Forward Condo Excavator Finds Century Old Soda Bottles at Fort York Blvd and Queen's Wharf


----------



## sunrunner (Mar 20, 2015)

oh well the only part that is left of that history . what ells is new . nice bottle ,there is probably a lot more sh.. down there never to be found.


----------



## cowseatmaize (Mar 21, 2015)

Nice writeup Rob. I wonder what laws would come to play it they found human remains. In some countries construction would stop the minute it's reported.


----------



## RCO (Mar 21, 2015)

they have found a lot of bottles in that area of Toronto in last few years as condo boom has forced developers to build on older properties some of which contained dumps . any other bottles found at this site worth posting ?


----------



## CanadianBottles (Mar 21, 2015)

They've found so many bottles around there they've completely flooded the market with Toronto bottles and a lot of former rarities are now super common.  I've been able to get Toronto hutch bottles for five dollars a piece which is unheard of for anywhere else in Canada.And yeah if they find bodies they have to stop construction as far as I know.
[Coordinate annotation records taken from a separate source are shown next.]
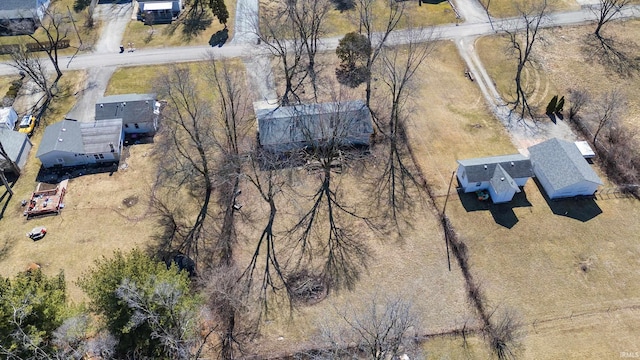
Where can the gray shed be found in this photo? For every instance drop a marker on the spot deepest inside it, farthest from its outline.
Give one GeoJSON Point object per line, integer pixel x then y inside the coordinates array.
{"type": "Point", "coordinates": [17, 145]}
{"type": "Point", "coordinates": [289, 128]}
{"type": "Point", "coordinates": [562, 170]}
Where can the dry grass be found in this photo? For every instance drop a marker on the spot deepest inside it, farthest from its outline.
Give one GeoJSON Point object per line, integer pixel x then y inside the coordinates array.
{"type": "Point", "coordinates": [508, 8]}
{"type": "Point", "coordinates": [451, 119]}
{"type": "Point", "coordinates": [167, 35]}
{"type": "Point", "coordinates": [88, 36]}
{"type": "Point", "coordinates": [563, 63]}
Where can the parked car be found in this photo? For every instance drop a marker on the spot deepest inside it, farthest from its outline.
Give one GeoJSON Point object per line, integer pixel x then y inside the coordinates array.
{"type": "Point", "coordinates": [27, 124]}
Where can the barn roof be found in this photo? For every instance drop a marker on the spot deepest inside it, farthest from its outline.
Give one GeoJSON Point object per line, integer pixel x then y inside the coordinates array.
{"type": "Point", "coordinates": [64, 136]}
{"type": "Point", "coordinates": [483, 169]}
{"type": "Point", "coordinates": [313, 122]}
{"type": "Point", "coordinates": [131, 108]}
{"type": "Point", "coordinates": [502, 182]}
{"type": "Point", "coordinates": [562, 163]}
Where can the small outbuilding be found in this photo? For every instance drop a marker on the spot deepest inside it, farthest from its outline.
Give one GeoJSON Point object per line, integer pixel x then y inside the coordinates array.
{"type": "Point", "coordinates": [139, 112]}
{"type": "Point", "coordinates": [283, 129]}
{"type": "Point", "coordinates": [8, 118]}
{"type": "Point", "coordinates": [17, 146]}
{"type": "Point", "coordinates": [72, 143]}
{"type": "Point", "coordinates": [502, 175]}
{"type": "Point", "coordinates": [562, 170]}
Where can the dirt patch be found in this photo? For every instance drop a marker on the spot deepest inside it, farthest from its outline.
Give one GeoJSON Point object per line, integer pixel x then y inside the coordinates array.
{"type": "Point", "coordinates": [130, 201]}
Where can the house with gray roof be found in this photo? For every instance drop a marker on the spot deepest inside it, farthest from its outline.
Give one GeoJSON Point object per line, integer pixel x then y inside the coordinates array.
{"type": "Point", "coordinates": [562, 170]}
{"type": "Point", "coordinates": [21, 17]}
{"type": "Point", "coordinates": [346, 124]}
{"type": "Point", "coordinates": [17, 146]}
{"type": "Point", "coordinates": [501, 175]}
{"type": "Point", "coordinates": [139, 112]}
{"type": "Point", "coordinates": [72, 143]}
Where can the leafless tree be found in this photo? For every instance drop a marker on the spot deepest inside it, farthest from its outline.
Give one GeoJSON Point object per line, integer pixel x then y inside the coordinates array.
{"type": "Point", "coordinates": [522, 38]}
{"type": "Point", "coordinates": [56, 26]}
{"type": "Point", "coordinates": [382, 329]}
{"type": "Point", "coordinates": [609, 109]}
{"type": "Point", "coordinates": [577, 100]}
{"type": "Point", "coordinates": [187, 137]}
{"type": "Point", "coordinates": [308, 18]}
{"type": "Point", "coordinates": [325, 229]}
{"type": "Point", "coordinates": [605, 11]}
{"type": "Point", "coordinates": [398, 67]}
{"type": "Point", "coordinates": [265, 175]}
{"type": "Point", "coordinates": [234, 312]}
{"type": "Point", "coordinates": [377, 28]}
{"type": "Point", "coordinates": [232, 124]}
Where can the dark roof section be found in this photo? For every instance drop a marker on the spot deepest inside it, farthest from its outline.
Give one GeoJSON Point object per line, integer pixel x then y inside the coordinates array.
{"type": "Point", "coordinates": [562, 163]}
{"type": "Point", "coordinates": [131, 108]}
{"type": "Point", "coordinates": [307, 123]}
{"type": "Point", "coordinates": [62, 136]}
{"type": "Point", "coordinates": [502, 182]}
{"type": "Point", "coordinates": [483, 169]}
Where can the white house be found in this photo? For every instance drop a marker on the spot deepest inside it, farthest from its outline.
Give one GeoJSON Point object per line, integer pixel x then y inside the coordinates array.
{"type": "Point", "coordinates": [562, 170]}
{"type": "Point", "coordinates": [17, 146]}
{"type": "Point", "coordinates": [71, 143]}
{"type": "Point", "coordinates": [139, 112]}
{"type": "Point", "coordinates": [8, 118]}
{"type": "Point", "coordinates": [502, 175]}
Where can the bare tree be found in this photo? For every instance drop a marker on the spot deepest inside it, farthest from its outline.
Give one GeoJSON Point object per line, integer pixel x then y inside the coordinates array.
{"type": "Point", "coordinates": [397, 70]}
{"type": "Point", "coordinates": [522, 39]}
{"type": "Point", "coordinates": [325, 229]}
{"type": "Point", "coordinates": [377, 28]}
{"type": "Point", "coordinates": [605, 11]}
{"type": "Point", "coordinates": [609, 109]}
{"type": "Point", "coordinates": [187, 139]}
{"type": "Point", "coordinates": [382, 329]}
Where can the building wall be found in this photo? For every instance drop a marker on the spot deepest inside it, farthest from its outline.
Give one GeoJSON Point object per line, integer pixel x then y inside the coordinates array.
{"type": "Point", "coordinates": [501, 198]}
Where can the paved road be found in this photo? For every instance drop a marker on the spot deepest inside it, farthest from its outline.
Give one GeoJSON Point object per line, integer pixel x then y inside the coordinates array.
{"type": "Point", "coordinates": [195, 53]}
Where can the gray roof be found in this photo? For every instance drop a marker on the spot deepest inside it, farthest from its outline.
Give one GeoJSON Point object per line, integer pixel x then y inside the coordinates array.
{"type": "Point", "coordinates": [502, 182]}
{"type": "Point", "coordinates": [12, 142]}
{"type": "Point", "coordinates": [313, 122]}
{"type": "Point", "coordinates": [98, 136]}
{"type": "Point", "coordinates": [62, 136]}
{"type": "Point", "coordinates": [562, 163]}
{"type": "Point", "coordinates": [483, 169]}
{"type": "Point", "coordinates": [131, 108]}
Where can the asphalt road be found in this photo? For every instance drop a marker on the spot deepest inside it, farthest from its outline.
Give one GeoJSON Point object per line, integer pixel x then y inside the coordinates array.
{"type": "Point", "coordinates": [196, 53]}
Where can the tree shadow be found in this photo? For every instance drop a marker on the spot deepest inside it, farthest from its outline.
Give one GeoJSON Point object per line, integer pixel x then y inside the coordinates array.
{"type": "Point", "coordinates": [616, 56]}
{"type": "Point", "coordinates": [502, 214]}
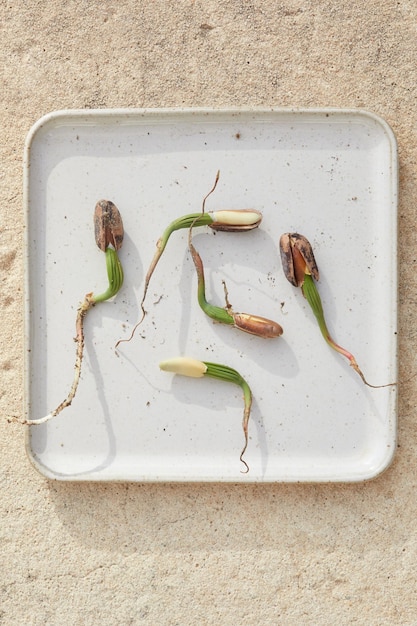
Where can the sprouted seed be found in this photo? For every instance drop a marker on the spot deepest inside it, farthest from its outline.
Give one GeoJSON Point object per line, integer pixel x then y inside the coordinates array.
{"type": "Point", "coordinates": [186, 366]}
{"type": "Point", "coordinates": [223, 220]}
{"type": "Point", "coordinates": [108, 229]}
{"type": "Point", "coordinates": [253, 324]}
{"type": "Point", "coordinates": [300, 269]}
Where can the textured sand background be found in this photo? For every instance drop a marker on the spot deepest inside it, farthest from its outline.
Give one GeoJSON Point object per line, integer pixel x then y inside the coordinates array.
{"type": "Point", "coordinates": [88, 554]}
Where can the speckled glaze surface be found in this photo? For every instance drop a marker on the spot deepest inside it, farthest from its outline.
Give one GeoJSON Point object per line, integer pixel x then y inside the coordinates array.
{"type": "Point", "coordinates": [328, 174]}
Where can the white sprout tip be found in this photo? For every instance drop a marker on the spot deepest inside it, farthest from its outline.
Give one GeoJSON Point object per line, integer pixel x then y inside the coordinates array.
{"type": "Point", "coordinates": [185, 366]}
{"type": "Point", "coordinates": [238, 217]}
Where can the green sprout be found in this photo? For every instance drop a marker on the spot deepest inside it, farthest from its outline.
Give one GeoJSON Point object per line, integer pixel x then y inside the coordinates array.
{"type": "Point", "coordinates": [108, 228]}
{"type": "Point", "coordinates": [238, 220]}
{"type": "Point", "coordinates": [301, 270]}
{"type": "Point", "coordinates": [253, 324]}
{"type": "Point", "coordinates": [186, 366]}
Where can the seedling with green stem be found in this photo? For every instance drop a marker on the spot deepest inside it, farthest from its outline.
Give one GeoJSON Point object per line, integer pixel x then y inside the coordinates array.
{"type": "Point", "coordinates": [253, 324]}
{"type": "Point", "coordinates": [108, 230]}
{"type": "Point", "coordinates": [239, 220]}
{"type": "Point", "coordinates": [300, 269]}
{"type": "Point", "coordinates": [196, 369]}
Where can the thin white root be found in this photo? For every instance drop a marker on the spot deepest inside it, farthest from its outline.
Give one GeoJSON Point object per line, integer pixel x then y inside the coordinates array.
{"type": "Point", "coordinates": [79, 338]}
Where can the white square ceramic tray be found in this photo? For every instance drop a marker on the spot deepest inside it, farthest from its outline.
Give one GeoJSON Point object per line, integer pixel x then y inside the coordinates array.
{"type": "Point", "coordinates": [328, 174]}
Though it depends on the archaeological significance bodies how much it'll hold up work.  I think they found a lost Victorian graveyard while doing street work in Ottawa last year, and although they had archaeologists there, it was more just to respectfully remove the bodies in the way than to do a full dig, since there isn't really that much more to learn about Victorian Canadian society.


----------



## Ace31 (Mar 22, 2015)

Great looking bottle, I can only imagine what else is lying around that area just waiting to be found.


----------



## sky (Mar 22, 2015)

I've been passing by all those construction sites on Toronto's waterfront for decades. Every time I see a new pit all I can think about are all the bottles and other relics that are being mostly destroyed. Nice post on Dumpdiggers Rob.


----------



## deenodean (Mar 24, 2015)

Great story and pictures. Follow those dump truck's!!  Did you find any Cape Breton or Nova Scotia bottles?


----------



## Lordbud (Mar 28, 2015)

There is still so much under the ground. Sad to see history being paved over. With horrible ugly soulless sky scrapers. Glad you were able to recover some history which would otherwise be lost to time.


----------